Last Saturday was Matriculation here in Oxford, when new students were presented to the University by their colleges and halls to be added to the roll - the matricula - of students.
As this is a University ceremony those participating are required to dress in academic dress - the gown appropriate to their status, mortar board or ladies' cap and to wear sub-fusc, that is for men a version of clerical dress as formalised in the nineteenth century ( members of the University have still, in that respect, Benefit of Clergy ) and the female equivalent designed when women were admitted.
Last year whilst watching the new students going off to the Sheldonian I was startled to see some men wearing with their dark suits and white shirts a black bow tie rather than the traditional white one.

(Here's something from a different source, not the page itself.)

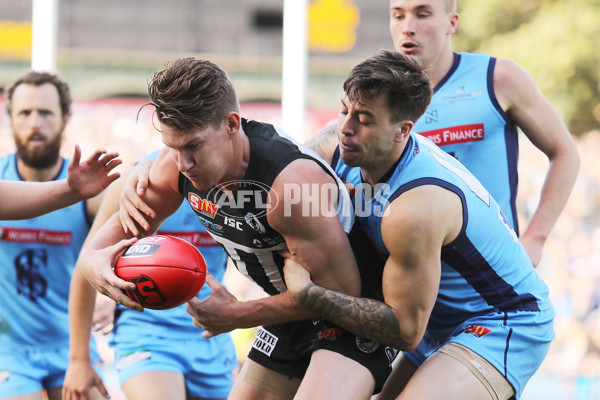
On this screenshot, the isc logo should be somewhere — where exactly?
[123,243,160,257]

Subsequently I discovered this was a consequence of the passage by the University of gender equality regulations regarding sub fusc - as long as it is sub-fusc anyone can wear what they like.There is another blogger's comment on the change at:
http://archbishop-cranmer.blogspot.co.uk/2012/07/oxford-university-abolishes-gender.html
OUSU periodically tries to get rid of sub-fusc, but students always vote massively to retain it.
This did not accord with my idea of tradition ( no surprise there ) and as I recall it wearing a black bow tie ( rather than the usual black ribbon tie ) was the preserve of a certain type of lesbian who ends up as a college chaplain.
The black bow tie with sub-fusc on a man looks bad, very bad. He looks as if he is wandering back after an all night black tie event ( there is nothing wrong in that of course, if that is what you have been doing ) and not as someone standing on a venerable and clear tradition.
I suspect those men, and they are a small minority, are overseas graduates to whom the customs of Oxford have not been explained in advance and who don't know better or bother to find out.
Interestingly I have not seen black bow ties on examination candidates and I have not seen them being worn at graduation ceremonies.